O Otimista – O vídeo inédito exibido na mostra foi gravado pouco antes do falecimento dele. O que esse registro representa para você e como ele dialoga com a exposição?
Renata – Esse vídeo é uma despedida cheia de vida, muito especial porque ele gravou já debilitado, mas ainda cheio de esperança. Mesmo doente, não perdeu o brilho nos olhos nem a vontade de compartilhar sua arte. É um registro forte, sensível, que mostra a coragem com que ele viveu e como a arte foi, até o fim, sua forma mais verdadeira de expressão. É um registro de coragem. E esse vídeo dialoga com toda a exposição porque captura a essência dele: vitalidade e paixão.

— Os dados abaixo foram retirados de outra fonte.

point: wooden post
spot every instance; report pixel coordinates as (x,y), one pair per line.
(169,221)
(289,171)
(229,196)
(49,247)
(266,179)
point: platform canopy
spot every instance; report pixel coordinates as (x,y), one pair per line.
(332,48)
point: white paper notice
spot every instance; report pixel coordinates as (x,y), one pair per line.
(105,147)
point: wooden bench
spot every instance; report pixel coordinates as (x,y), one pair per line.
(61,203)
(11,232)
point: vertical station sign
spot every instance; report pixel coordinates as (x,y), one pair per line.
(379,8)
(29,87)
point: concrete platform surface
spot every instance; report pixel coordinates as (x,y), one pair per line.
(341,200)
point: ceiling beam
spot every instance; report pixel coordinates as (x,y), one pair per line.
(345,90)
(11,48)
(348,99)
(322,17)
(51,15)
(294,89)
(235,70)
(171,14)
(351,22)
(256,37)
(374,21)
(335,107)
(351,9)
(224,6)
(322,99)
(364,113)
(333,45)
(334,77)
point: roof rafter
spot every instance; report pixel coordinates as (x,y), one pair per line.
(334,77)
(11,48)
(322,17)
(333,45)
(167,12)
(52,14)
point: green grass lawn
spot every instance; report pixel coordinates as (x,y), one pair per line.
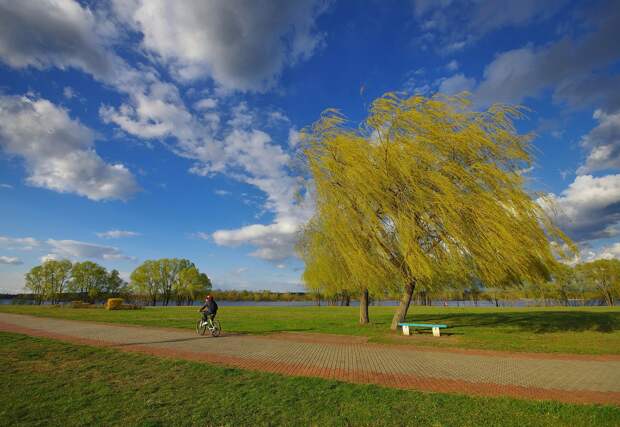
(592,330)
(47,382)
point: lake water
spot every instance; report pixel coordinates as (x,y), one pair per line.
(520,303)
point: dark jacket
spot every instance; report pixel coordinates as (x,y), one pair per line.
(210,306)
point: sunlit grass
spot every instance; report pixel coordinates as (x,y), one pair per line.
(590,330)
(46,382)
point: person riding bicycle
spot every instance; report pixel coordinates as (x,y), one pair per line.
(209,309)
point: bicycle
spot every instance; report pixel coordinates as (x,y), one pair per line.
(212,325)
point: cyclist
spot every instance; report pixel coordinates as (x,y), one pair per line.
(209,309)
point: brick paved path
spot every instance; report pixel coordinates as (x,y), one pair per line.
(578,379)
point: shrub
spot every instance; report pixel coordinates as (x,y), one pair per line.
(114,304)
(81,304)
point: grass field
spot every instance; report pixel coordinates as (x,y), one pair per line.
(565,330)
(46,381)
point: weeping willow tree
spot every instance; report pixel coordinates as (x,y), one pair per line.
(425,188)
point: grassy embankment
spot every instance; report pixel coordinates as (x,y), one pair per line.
(49,382)
(592,330)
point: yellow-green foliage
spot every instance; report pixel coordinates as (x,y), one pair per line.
(114,304)
(427,190)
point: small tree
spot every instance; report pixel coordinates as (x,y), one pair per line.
(191,284)
(35,283)
(604,275)
(88,279)
(145,281)
(56,276)
(114,284)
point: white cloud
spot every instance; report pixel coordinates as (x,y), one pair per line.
(567,66)
(201,235)
(609,252)
(10,260)
(454,25)
(59,33)
(117,234)
(603,142)
(274,241)
(206,104)
(456,84)
(79,250)
(19,243)
(68,92)
(294,138)
(59,152)
(49,257)
(241,44)
(452,65)
(589,208)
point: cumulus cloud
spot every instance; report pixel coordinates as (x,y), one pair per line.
(571,67)
(241,44)
(589,208)
(608,252)
(79,250)
(274,241)
(117,234)
(10,260)
(59,33)
(603,143)
(201,235)
(456,84)
(455,24)
(58,151)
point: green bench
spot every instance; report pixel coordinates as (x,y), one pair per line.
(435,328)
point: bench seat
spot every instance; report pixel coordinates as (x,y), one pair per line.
(435,328)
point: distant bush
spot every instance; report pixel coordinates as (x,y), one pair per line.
(114,304)
(81,304)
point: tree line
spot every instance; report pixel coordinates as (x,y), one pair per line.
(162,280)
(589,283)
(87,280)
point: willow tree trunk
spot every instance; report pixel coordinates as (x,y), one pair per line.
(364,319)
(403,307)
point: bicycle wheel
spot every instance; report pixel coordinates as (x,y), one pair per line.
(201,327)
(216,330)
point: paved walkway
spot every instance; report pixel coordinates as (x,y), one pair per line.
(578,379)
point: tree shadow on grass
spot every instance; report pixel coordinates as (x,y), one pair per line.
(533,321)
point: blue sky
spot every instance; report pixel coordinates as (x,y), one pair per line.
(139,129)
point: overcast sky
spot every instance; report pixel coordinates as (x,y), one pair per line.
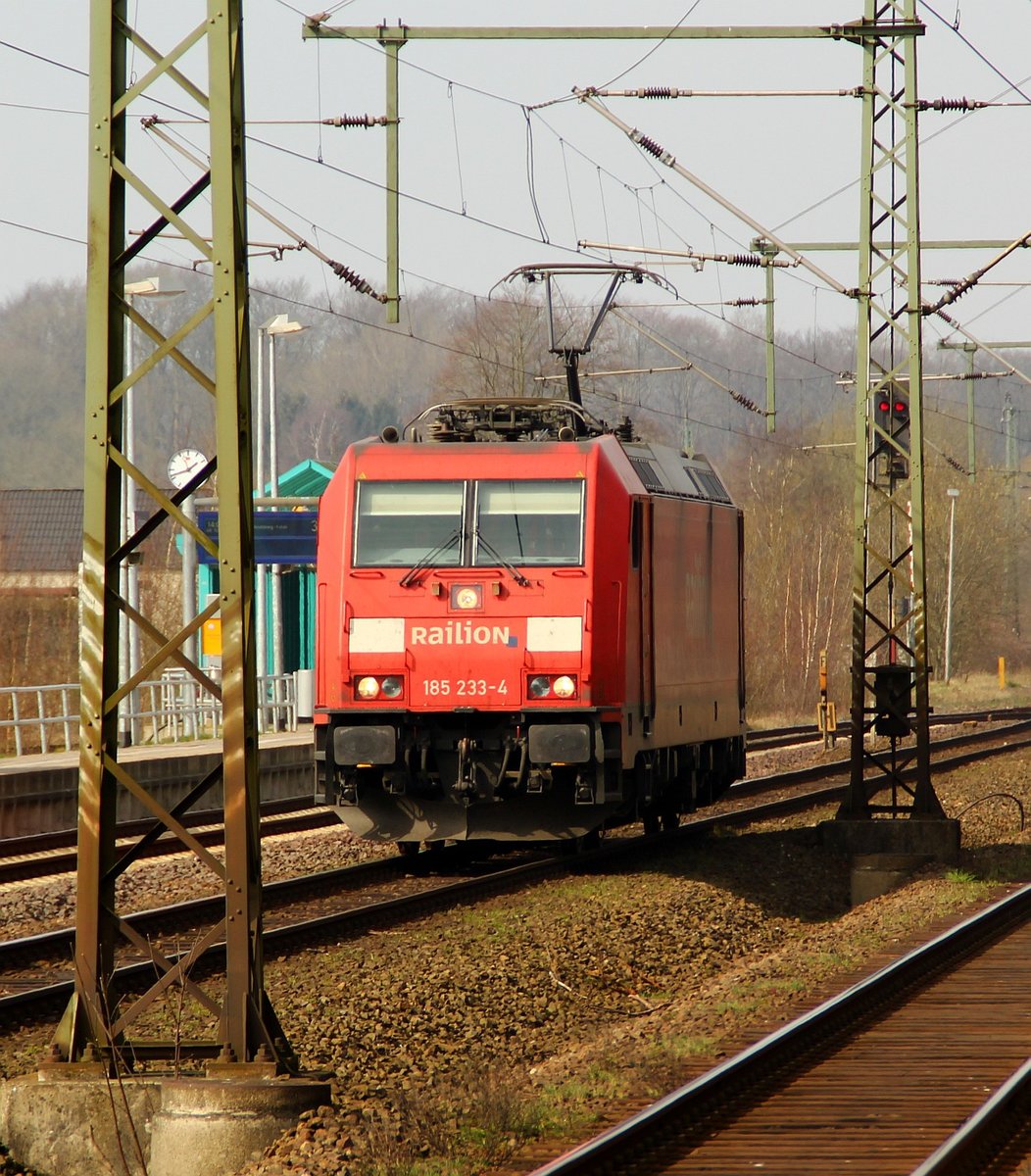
(493,180)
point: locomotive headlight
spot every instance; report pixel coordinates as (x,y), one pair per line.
(465,597)
(367,688)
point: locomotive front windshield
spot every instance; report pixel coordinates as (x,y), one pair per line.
(469,523)
(399,523)
(529,522)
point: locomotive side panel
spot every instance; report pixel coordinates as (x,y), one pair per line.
(697,618)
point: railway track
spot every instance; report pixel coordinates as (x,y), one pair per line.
(35,973)
(43,854)
(888,1077)
(47,854)
(770,739)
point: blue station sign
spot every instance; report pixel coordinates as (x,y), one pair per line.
(280,536)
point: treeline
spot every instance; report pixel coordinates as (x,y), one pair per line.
(687,379)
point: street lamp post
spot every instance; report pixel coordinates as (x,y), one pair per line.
(278,324)
(953,497)
(129,569)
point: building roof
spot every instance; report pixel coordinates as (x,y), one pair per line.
(307,479)
(40,530)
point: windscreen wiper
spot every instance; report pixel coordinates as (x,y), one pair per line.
(513,570)
(412,575)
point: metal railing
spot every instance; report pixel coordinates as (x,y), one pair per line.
(172,710)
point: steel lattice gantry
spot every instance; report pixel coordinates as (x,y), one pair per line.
(211,216)
(889,618)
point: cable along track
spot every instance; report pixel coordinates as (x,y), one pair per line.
(871,1082)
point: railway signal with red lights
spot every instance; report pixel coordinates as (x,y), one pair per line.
(891,416)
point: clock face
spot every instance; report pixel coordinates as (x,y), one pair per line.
(183,466)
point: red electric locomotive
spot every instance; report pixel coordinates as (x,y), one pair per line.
(529,628)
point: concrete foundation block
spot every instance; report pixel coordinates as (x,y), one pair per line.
(934,839)
(75,1121)
(219,1122)
(876,874)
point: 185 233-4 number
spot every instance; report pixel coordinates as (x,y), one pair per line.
(463,687)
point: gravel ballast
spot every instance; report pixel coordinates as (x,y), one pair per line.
(454,1040)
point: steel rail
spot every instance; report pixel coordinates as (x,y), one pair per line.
(737,1079)
(969,1150)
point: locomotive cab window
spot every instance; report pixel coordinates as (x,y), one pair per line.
(399,523)
(537,522)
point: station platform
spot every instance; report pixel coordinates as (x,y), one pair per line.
(39,793)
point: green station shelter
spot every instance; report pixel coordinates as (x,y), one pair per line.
(283,536)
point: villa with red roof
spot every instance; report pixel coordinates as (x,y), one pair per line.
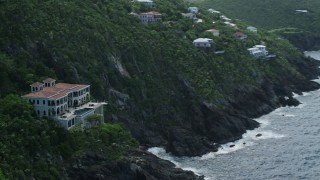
(69,104)
(149,17)
(240,35)
(213,31)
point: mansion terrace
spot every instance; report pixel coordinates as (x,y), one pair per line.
(69,104)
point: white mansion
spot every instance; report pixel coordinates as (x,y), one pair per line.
(69,104)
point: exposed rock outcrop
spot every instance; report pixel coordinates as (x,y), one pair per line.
(137,165)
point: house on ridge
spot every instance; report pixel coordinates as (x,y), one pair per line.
(214,32)
(240,36)
(68,104)
(203,42)
(193,10)
(148,3)
(150,17)
(189,15)
(252,29)
(258,51)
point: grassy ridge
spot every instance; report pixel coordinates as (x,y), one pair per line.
(271,14)
(86,42)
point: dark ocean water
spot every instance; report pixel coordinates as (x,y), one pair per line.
(289,147)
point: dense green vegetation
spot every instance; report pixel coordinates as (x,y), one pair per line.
(31,147)
(271,14)
(139,69)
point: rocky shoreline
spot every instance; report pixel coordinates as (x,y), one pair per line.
(210,125)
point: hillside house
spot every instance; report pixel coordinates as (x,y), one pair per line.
(68,104)
(301,11)
(149,17)
(223,17)
(240,36)
(148,3)
(193,10)
(189,15)
(213,11)
(199,21)
(258,51)
(214,32)
(252,29)
(232,25)
(203,42)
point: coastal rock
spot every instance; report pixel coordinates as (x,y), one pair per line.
(137,165)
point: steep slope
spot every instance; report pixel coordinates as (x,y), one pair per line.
(163,89)
(280,14)
(300,27)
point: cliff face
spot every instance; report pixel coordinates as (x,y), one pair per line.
(305,41)
(139,165)
(208,125)
(163,89)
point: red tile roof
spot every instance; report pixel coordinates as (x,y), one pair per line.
(151,13)
(57,91)
(239,34)
(36,84)
(212,30)
(48,80)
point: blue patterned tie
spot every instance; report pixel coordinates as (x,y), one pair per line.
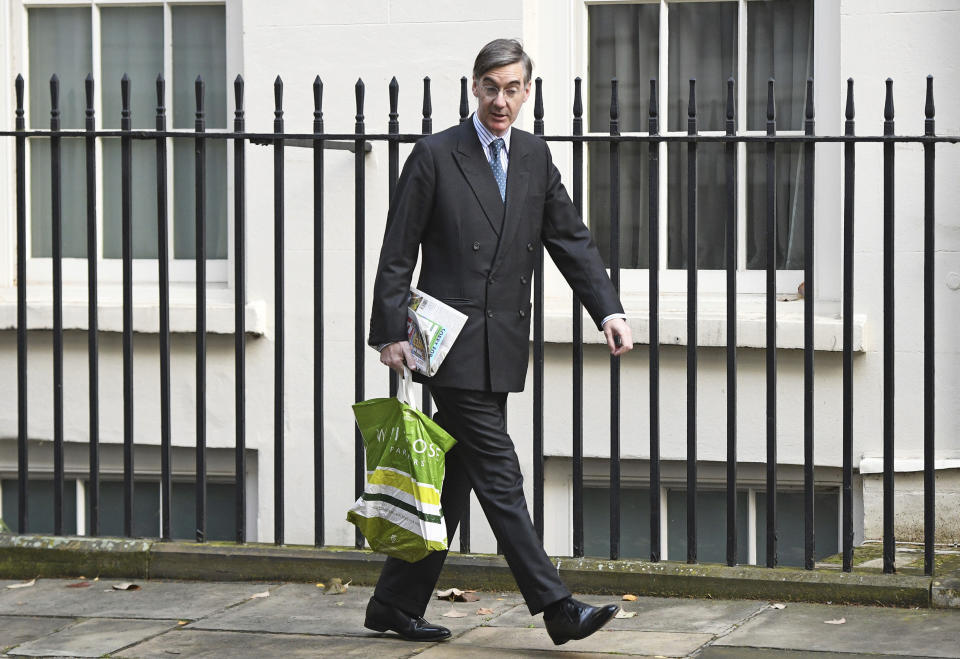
(497,168)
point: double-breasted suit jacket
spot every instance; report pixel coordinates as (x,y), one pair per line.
(478,252)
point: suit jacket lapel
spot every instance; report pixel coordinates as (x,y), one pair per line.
(470,157)
(518,176)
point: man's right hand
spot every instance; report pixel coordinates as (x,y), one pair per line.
(396,354)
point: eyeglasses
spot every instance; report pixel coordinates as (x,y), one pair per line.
(490,92)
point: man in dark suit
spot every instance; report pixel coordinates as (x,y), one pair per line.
(480,199)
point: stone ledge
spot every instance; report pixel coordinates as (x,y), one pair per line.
(24,557)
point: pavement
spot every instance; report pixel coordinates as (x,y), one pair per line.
(92,618)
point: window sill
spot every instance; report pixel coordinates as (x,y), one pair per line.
(712,322)
(146,310)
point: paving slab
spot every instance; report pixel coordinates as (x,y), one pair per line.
(92,638)
(657,614)
(522,640)
(15,630)
(306,609)
(154,599)
(906,632)
(245,645)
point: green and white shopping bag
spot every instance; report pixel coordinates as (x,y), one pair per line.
(399,511)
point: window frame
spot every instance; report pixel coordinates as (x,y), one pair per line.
(109,270)
(827,197)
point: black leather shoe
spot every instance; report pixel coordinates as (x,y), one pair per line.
(576,620)
(381,618)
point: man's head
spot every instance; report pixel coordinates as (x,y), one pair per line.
(501,83)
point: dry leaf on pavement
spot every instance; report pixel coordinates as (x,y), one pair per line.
(25,584)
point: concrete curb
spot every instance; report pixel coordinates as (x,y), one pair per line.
(24,557)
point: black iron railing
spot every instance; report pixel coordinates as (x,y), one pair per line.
(359,142)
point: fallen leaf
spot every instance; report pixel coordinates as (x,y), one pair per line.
(336,586)
(26,584)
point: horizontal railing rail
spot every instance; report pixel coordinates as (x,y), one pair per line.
(360,142)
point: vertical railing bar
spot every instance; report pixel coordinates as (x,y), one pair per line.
(239,307)
(653,273)
(577,402)
(393,157)
(614,360)
(889,541)
(849,161)
(808,347)
(56,218)
(93,371)
(538,376)
(278,270)
(163,265)
(200,226)
(771,339)
(929,387)
(692,327)
(359,242)
(126,231)
(22,398)
(731,267)
(318,333)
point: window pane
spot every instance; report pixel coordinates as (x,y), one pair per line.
(711,206)
(39,506)
(790,526)
(60,42)
(634,522)
(221,518)
(73,198)
(131,42)
(790,206)
(779,45)
(184,199)
(711,526)
(146,509)
(703,45)
(199,49)
(143,184)
(623,45)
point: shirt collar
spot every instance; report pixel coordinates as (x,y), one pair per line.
(486,137)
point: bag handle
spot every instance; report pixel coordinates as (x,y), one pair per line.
(405,392)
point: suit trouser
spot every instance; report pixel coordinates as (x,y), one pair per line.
(484,459)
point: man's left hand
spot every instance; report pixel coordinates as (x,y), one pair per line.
(619,338)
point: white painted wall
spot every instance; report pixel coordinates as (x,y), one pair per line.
(378,39)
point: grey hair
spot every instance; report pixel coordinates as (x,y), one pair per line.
(502,52)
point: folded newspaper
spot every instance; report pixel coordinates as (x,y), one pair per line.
(432,327)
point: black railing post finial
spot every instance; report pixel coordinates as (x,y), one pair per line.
(426,124)
(538,107)
(614,107)
(317,105)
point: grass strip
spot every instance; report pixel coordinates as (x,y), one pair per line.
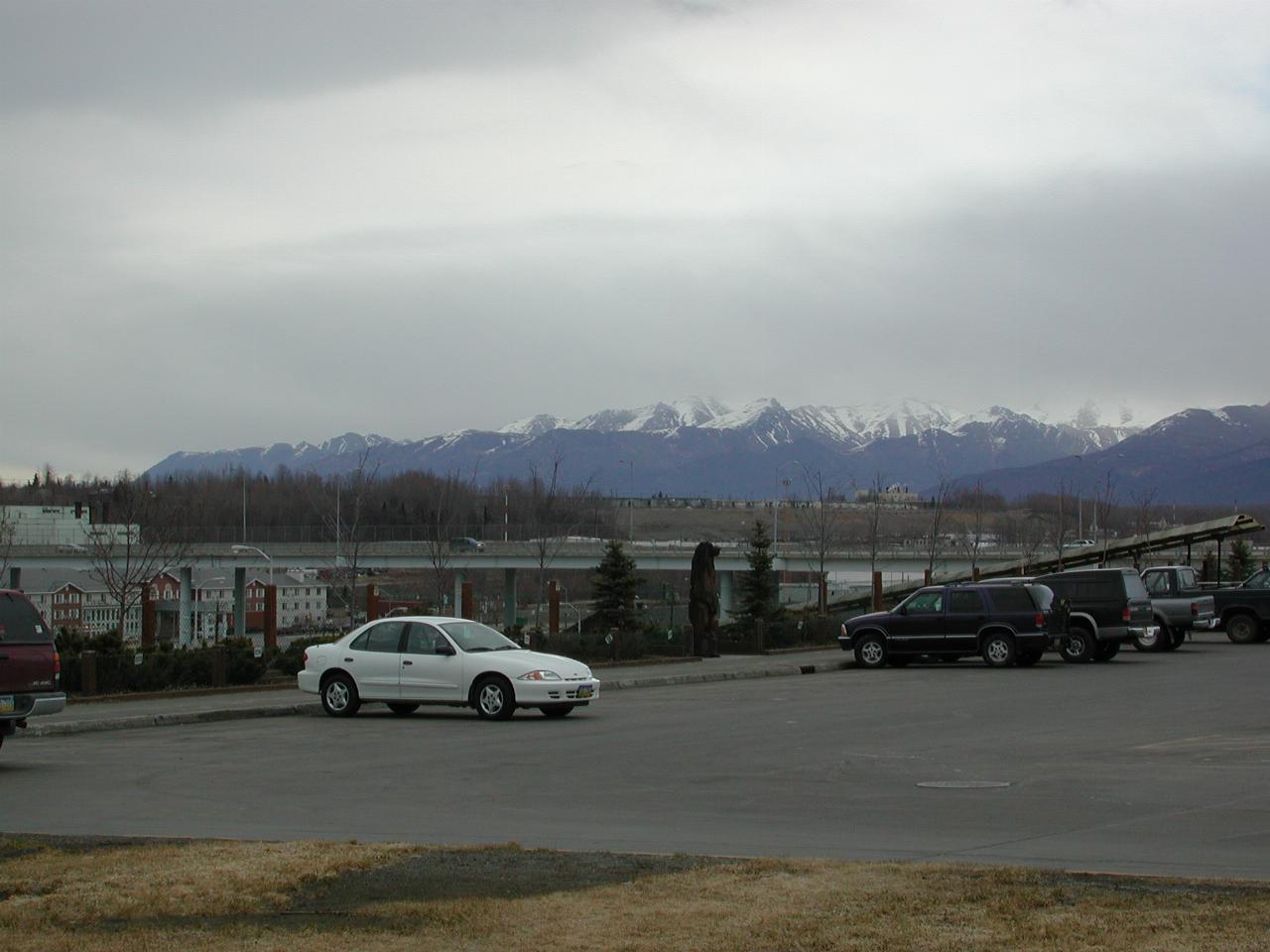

O Otimista – Seu pai deixou alguma mensagem ou desejo sobre como gostaria que sua arte fosse lembrada? O que ele diria se visse essa exposição?
Renata – Ele queria expandir seu trabalho, alcançar as pessoas, provocar sentimentos, fazer rir, pensar e emocionar. Queria que as pessoas se identificassem com algum detalhe, porque muito da obra dele era um retrato da própria vida. Ver tudo isso exposto agora, junto com o lançamento de um livro que conta sua história, sua trajetória e suas obras, seria, para ele, um momento de realização. E saber que as pessoas se emocionam com suas obras até hoje seria sua maior realização.

O Otimista – Quais são os próximos passos do Instituto Claudio Cesar? Há planos para levar o acervo para outras cidades ou ampliar o acesso digital às obras?
Renata – A ideia é seguir pulsando. Além de preservar a obra dele, queremos criar oficinas de arte, incentivar novos artistas, promover premiações e levar o acervo para outras cidades, talvez até no Rio de Janeiro, onde ele nasceu; por que não? É um espaço que nasceu da saudade, mas vive da criação. E eu sigo à frente, como filha e ponte entre o que foi e o que ainda pode ser, fazendo com que o legado dele inspire e movimente outras histórias também.